A total of 91 non-duplicate publications were identified. After screening the titles and abstracts, 15 were excluded for irrelevance or not meeting the criteria. Of the 72 full-text articles reviewed, 52 were excluded due to insufficient data on hypMSC-CM or study design limitations. Finally, six studies met the inclusion criteria and were selected for this systematic review (Fig. 1).

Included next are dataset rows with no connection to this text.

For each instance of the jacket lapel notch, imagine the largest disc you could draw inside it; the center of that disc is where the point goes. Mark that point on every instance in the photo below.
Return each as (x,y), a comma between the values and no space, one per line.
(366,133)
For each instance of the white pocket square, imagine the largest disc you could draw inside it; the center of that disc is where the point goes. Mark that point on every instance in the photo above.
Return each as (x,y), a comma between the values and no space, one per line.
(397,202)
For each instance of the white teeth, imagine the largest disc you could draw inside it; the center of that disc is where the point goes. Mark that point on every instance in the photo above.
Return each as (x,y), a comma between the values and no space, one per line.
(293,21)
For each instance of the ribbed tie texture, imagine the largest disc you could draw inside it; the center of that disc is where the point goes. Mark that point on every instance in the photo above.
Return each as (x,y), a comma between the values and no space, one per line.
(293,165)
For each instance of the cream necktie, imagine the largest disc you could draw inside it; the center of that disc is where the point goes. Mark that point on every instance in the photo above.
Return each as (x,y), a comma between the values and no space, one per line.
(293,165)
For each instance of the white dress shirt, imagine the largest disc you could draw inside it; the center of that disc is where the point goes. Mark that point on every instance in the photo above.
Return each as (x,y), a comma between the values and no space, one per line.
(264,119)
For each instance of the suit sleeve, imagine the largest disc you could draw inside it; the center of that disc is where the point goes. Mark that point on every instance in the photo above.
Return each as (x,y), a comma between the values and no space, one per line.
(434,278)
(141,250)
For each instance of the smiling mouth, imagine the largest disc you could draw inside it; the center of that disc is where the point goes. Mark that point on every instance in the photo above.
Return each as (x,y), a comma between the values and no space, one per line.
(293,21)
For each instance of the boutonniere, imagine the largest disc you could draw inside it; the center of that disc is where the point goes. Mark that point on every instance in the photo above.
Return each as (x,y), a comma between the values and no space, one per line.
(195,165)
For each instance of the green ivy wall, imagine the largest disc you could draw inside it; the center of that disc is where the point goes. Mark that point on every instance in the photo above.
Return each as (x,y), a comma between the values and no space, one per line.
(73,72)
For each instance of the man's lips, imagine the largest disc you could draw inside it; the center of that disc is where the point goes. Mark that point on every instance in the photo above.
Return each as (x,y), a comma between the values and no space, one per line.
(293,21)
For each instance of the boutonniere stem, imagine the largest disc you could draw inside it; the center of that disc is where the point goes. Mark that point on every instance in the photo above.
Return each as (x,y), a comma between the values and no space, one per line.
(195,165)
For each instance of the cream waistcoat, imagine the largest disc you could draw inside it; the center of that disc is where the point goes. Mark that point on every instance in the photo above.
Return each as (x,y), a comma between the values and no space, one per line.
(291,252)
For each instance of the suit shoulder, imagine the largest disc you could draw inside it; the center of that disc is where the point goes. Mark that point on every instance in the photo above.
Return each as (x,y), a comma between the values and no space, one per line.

The therapeutic effect of hypMSC-CM and its secretome in the treatment of ischemic stroke was the primary focus of these studies. Most of the included studies used the middle cerebral artery occlusion (MCAO) model in rodents, which is widely accepted as a representative preclinical model for ischemic stroke (Table 1). In vivo studies have consistently demonstrated that hypMSC-CM administration reduces infarct volume, improves neurological recovery, and promotes angiogenesis, neurogenesis, and neuroprotection through various signaling pathways (Table 2). Additionally, in vitro investigations using neuronal cultures and microglial cells under OGD conditions confirmed the anti-inflammatory and neuroprotective effects of hypMSC-CM.

Table 1. Characterization of articles included in the study.

Table 2. Therapeutic effects or outcome using hypoxic preconditioning.

Reduction of infarct volume and improvement in motor function

Across the reviewed studies, hypMSC-CM consistently reduced infarct size in rodent stroke models. Male Sprague-Dawley rats subjected to MCAO were treated with CM derived from bone marrow mesenchymal stem cells (BMMSC) 12 hours after reperfusion. CM was administered intravenously every 2 days for 28 days. The results showed a significant reduction in infarct volume compared to that in the normoxic MSC control group, as determined by triphenyl tetrazolium chloride (TTC) staining (p < 0.01). Furthermore, motor function, as measured by the modified neurological severity score (mNSS) and balance beam test, improved significantly in the hypMSC-CM treated group (p < 0.05).(Jiang et al., 2019) This suggests that hypMSC-CM enhances its therapeutic efficacy by increasing the secretion of neuroprotective factors that reduce brain damage and promote functional recovery.

Hypoxic preconditioning increases the expression of various growth factors, including HIF-1α, BDNF, and erythropoietin (EPO), in BMMSC. When administered intravenously to MCAO rats, BMMSC significantly improved motor function, as assessed by rotarod performance, and led to higher levels of neuron-specific markers and glial fibrillary acidic protein (GFAP), indicating increased neuronal regeneration and decreased glial scarring (p < 0.05) (Wei et al., 2012). These results suggest that hypMSC provides comprehensive benefits in terms of both reducing damage and promoting recovery.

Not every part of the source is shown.